Não tenho TV, nem espelhos, nem tralha debaixo da cama, o que é fantástico. O grande problema é mesmo a assimetria: só tenho uma mesa-de-cabeceira. Do outro lado está uma cadeira, contraponho. Não chega. Os elementos aos pares favorecem os relacionamentos, por isso são especialmente importantes no quarto. Além da mesa-de-cabeceira, convém ter dois candeeiros iguais. Também posso ter estatuetas aos pares, quadros aos pares, cadeiras aos pares. Nada de trios, por razões óbvias.
A quadratura do círculo
São poucas as casas perfeitamente retangulares. A maior parte tem extensões, que se traduzem no prolongamento de parte do edifício, ou reentrâncias, que o feng shui apelida de ‘falhas’. Geralmente uma extensão acentua o tipo de energia correspondente a essa direção, uma falha, por outro lado, diminui-a. A pior configuração de todas é a casa em L, a que faltam sempre várias áreas do ciclo produtivo.

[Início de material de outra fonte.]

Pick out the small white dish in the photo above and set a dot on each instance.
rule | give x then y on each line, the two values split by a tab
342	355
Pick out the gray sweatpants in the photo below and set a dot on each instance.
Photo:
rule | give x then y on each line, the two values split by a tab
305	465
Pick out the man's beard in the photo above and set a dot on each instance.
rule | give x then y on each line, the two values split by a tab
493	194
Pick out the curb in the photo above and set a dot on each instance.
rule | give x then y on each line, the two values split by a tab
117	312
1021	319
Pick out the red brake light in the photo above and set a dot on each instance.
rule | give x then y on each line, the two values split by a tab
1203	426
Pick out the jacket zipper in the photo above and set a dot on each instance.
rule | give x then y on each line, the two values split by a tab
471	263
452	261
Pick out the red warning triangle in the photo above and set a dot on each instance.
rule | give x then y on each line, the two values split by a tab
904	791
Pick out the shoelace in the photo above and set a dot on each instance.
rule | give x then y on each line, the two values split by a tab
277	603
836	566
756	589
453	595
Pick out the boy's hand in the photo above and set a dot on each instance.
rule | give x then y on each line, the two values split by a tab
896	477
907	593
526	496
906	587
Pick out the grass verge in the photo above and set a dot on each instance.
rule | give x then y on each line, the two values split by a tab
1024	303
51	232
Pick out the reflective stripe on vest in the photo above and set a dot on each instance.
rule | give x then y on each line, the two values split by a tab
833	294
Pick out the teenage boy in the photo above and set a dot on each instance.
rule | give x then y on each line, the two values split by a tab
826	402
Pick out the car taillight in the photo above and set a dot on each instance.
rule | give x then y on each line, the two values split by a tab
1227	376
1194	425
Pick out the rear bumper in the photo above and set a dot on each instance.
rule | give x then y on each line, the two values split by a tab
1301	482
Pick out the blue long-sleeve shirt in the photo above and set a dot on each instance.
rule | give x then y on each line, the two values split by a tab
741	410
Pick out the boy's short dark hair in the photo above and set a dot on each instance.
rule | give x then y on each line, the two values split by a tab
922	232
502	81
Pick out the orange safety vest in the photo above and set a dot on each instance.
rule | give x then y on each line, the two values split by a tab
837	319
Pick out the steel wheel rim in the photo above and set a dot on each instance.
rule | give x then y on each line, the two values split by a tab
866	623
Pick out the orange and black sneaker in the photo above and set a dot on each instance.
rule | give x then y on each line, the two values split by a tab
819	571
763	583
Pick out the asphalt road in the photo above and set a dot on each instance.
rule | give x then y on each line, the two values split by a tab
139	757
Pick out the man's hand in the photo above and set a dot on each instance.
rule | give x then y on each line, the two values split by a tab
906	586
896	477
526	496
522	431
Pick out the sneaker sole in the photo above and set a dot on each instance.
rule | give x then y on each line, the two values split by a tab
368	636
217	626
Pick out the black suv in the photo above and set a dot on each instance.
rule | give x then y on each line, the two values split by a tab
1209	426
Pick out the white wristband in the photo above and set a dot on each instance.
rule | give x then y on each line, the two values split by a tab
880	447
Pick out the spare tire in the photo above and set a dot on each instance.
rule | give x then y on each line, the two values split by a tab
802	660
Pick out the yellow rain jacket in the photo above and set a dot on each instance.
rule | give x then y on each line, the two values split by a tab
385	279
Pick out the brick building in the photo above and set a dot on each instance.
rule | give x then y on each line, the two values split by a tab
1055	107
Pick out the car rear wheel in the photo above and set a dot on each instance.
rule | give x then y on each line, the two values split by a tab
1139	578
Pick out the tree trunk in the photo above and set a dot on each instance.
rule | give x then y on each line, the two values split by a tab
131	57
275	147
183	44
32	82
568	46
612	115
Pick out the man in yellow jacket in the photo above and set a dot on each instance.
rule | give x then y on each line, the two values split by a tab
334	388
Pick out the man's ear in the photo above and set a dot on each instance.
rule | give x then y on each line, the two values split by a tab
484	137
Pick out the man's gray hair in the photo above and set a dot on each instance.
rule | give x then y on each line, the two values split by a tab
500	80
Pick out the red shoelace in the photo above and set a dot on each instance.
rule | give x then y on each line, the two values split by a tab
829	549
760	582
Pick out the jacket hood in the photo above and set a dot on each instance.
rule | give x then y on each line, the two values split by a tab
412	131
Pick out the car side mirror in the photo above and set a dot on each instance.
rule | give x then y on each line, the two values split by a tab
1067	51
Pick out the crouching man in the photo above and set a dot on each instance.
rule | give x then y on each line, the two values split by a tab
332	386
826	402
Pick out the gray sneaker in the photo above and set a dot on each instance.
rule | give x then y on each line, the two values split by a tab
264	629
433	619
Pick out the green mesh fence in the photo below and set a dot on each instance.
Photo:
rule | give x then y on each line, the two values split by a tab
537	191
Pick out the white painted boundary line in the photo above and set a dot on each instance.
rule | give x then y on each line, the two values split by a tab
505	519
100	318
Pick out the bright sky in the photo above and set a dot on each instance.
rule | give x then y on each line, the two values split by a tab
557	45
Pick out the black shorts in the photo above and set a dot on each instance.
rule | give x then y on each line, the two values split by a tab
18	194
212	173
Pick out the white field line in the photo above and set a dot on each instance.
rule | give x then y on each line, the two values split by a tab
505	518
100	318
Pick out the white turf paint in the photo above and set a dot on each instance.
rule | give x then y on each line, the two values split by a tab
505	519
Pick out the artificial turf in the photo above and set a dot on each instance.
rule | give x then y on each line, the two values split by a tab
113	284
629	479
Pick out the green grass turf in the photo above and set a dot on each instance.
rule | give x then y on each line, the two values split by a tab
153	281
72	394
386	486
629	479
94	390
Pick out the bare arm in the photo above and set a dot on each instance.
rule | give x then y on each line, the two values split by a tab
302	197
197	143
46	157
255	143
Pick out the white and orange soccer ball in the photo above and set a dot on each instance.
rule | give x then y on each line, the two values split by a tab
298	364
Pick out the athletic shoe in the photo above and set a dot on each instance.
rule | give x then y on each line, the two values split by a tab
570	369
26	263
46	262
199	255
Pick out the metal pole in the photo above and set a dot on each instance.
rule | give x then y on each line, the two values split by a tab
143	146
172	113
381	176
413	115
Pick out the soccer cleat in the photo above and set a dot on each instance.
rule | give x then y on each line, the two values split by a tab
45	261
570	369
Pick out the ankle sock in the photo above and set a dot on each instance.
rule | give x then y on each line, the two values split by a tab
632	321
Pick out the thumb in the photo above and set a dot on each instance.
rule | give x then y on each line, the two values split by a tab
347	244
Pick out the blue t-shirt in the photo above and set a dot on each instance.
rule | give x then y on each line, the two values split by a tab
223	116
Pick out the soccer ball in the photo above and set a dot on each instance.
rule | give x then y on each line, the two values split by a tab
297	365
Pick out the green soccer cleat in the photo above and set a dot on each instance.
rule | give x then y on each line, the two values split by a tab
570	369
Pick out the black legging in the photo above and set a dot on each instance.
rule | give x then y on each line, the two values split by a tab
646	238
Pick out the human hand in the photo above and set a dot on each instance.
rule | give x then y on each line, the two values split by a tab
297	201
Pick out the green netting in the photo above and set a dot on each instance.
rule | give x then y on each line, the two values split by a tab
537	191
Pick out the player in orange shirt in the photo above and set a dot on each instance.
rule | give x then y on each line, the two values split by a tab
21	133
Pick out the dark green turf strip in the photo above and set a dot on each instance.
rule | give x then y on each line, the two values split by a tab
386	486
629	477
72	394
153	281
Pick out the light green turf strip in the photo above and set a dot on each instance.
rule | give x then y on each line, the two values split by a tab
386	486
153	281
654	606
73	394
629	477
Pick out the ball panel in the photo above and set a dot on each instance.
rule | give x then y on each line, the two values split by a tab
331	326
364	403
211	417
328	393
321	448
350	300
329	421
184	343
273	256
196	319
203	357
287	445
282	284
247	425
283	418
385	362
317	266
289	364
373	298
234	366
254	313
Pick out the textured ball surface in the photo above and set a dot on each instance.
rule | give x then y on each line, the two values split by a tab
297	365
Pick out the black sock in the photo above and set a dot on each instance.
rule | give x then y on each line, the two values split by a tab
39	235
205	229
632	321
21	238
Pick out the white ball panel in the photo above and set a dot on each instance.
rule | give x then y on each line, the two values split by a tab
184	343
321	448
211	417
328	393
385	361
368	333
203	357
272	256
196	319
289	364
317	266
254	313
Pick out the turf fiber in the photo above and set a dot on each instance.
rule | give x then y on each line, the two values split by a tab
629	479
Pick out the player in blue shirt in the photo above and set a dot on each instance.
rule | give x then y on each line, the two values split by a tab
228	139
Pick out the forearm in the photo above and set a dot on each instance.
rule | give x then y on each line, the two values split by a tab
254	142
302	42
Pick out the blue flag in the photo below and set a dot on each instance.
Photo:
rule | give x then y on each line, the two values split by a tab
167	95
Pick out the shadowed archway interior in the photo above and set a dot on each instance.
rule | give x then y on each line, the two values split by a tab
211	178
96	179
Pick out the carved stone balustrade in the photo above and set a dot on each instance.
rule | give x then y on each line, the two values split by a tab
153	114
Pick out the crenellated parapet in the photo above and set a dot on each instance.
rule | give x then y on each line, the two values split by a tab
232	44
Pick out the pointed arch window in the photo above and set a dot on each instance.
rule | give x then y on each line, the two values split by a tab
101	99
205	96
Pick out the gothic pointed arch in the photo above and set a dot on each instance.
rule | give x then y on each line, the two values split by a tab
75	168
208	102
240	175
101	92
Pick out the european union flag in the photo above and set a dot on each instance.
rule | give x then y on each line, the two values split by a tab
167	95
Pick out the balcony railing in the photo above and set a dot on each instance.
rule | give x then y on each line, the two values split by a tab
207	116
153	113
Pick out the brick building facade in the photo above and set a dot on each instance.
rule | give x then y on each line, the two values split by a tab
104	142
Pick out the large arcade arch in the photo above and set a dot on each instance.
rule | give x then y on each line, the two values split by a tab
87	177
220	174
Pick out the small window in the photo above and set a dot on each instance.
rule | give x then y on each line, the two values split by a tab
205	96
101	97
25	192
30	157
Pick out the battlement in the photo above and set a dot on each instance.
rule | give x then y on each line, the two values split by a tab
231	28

A minha casa não é um L, mas tenho o quarto do vizinho e um elevador a entrar no meu ciclo produtivo. Não é bom. Deverei ir falar com o vizinho, exigir o chi que me pertence? O ladrar do Robi dissuade-me. Quem tem um cão tem mais chi, nada a fazer. Ou talvez haja. A consultora de feng shui Paula Margarido devolve-me uma réstia de esperança, parece que tenho um pedacinho de parede a noroeste. É minúsculo e fica atrás da porta de entrada, mas se lá puser um espelho, posso amplificar a energia da motivação e do conhecimento.
Para compensar a falha a noroeste, descubro que tenho uma extensão a sudeste, na área da comunicação e prosperidade. Prosperidade nunca é de mais, pelo que prescindo de corrigir o excesso. Agora também compreendo a antipatia do vizinho. Saber que tem uma falha no setor da comunicação só pode suscitar a minha compaixão. O mundo é perfeito.
DICAS DE FENG SHUI PARA A SUA CASA:
Hall de entrada: Convém que esteja bem iluminado. Afinal, esta é a sua porta de entrada e dos seus convidados. Entrar em grande é fintar a obscuridade da sua vida. Um espelho aqui é sempre favorável. Deve evitar: roupa pendurada, sapatos, correio por ler e publicidade da caixa do correio.
Sala de estar e jantar: É outra das divisões fulcrais onde passamos muito tempo. Deixe o chi circular retirando os móveis que estiverem em excesso. É bom ter aqui quadros coloridos, plantas e fotografias de amigos e familiares. O móvel da tv deve estar arrumado e não convém ter demasiados jornais e revistas porque absorvem o chi. Plantas doentes devem ser substituídas. Os livros devem estar limpos.
Cozinha: É outra divisão importante. Como há muita água a circular convém ter o cuidado de a manter sempre seca. Coloque plantas entre o fogão e o lava-loiça (no caso de estarem no mesmo balcão) para harmonizar o fogo e a água. Taças com fruta proporcionam um fluxo agradável de energia chi. As bancadas de trabalho deverão ter os cantos arredondados para evitar um chi cortantes. Por falar nisso, nada de ter facas à vista. Não tenha nada fora do prazo. O que não utiliza não deve estar presente.
Quarto:Ter cabeceira na cama e duas mesas-de-cabeceira induz estabilidade, no sono e na relação. Os elementos ímpares são mais instáveis. A tralha debaixo da cama estagna o chi, livre-se dela. Se pensa que ter um sommier a livra deste problema está enganada, isto só sucede se ele tiver espaço por baixo, de forma a passar o ar e o chi. Abdique de equipamentos elétricos nesta divisão.